Publié le 15 août 2015 | Actualité | Faits divers

« J’ai pris la ceinture parce que je ne pouvais plus frapper avec les poings. J’avais mal aux mains ! »

« J’ai pris la ceinture parce que je ne pouvais plus frapper avec les poings. J’avais mal aux mains ! »

Pas de vacances pour le Tribunal de Grande Instance de La Rochelle. La chambre correctionnelle est très active. Affaires de mœurs, trafics de stupéfiants et autres misères sociales y sont jugées.

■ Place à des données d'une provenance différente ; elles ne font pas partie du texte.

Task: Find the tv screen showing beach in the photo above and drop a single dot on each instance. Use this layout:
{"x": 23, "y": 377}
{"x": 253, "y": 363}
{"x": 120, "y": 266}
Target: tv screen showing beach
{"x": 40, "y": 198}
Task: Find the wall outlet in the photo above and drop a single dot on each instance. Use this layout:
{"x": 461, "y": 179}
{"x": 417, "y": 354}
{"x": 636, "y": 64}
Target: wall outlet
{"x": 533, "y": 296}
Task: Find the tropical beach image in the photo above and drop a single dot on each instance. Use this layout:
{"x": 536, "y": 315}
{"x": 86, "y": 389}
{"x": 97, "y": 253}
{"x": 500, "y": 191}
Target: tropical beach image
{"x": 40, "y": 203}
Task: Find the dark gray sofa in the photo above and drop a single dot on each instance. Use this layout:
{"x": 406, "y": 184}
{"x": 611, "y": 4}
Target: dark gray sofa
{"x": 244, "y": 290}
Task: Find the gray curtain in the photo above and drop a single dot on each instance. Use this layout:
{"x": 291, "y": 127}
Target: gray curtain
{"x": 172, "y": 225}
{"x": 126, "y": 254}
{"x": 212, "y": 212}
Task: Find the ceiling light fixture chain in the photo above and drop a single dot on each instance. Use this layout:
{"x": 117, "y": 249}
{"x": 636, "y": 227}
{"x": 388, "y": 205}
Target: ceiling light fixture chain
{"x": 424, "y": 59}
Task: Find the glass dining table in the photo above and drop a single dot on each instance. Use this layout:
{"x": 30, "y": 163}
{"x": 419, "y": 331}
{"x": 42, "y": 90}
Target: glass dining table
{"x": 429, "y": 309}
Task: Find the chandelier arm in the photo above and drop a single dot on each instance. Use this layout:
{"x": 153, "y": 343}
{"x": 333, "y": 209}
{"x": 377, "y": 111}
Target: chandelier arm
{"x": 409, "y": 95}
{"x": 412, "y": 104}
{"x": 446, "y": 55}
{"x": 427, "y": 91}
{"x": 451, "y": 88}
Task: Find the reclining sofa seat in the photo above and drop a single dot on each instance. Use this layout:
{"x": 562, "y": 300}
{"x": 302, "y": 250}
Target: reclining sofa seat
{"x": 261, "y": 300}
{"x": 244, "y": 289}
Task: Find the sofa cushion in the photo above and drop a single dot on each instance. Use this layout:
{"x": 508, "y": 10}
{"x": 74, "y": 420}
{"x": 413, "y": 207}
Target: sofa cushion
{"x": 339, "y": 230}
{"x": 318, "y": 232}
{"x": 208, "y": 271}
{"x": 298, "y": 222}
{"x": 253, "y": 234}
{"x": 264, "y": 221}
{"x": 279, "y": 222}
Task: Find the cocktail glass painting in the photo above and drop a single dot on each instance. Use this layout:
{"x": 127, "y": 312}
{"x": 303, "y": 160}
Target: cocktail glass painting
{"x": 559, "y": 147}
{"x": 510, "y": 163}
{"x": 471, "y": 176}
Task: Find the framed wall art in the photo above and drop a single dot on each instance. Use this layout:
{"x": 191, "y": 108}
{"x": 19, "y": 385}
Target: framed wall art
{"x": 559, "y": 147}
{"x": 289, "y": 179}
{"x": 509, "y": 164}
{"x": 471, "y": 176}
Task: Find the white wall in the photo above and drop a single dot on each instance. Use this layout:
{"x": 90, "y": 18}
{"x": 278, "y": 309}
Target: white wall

Mardi 11 août dernier, le tribunal jugeait Yannick, rochefortais de 31 ans, pour des faits de « violences habituelles et menace réitérée de crime contre les personnes ». La victime, Valérie, son ex-compagne âgée de 26 ans avait été sauvagement battue par le prévenu, le 27 juin dernier en leur domicile de Rochefort. Dans cette affaire, une chose essentielle a retenu l’attention de la cour : l’extrême violence des coups portés. À la lecture du dossier, mais surtout à la vue des photos de la victime après l’agression, le sentiment partagé par l’ensemble des intervenants (même par l’avocat de l’accusé…) était : « Cela fait froid dans le dos ». Le procureur de la République, une femme d’une trentaine d’années, insistait d’ailleurs lors de son réquisitoire sur l’état de la victime : « Vous l’avez frappée à coups de poing et de pieds. Puis vous avez continué avec votre ceinture. La victime est couverte d’hématomes et de plaies saignantes du sommet du crâne jusqu’aux pieds ». Puis elle questionnait l’agresseur : « Pourquoi la ceinture ? »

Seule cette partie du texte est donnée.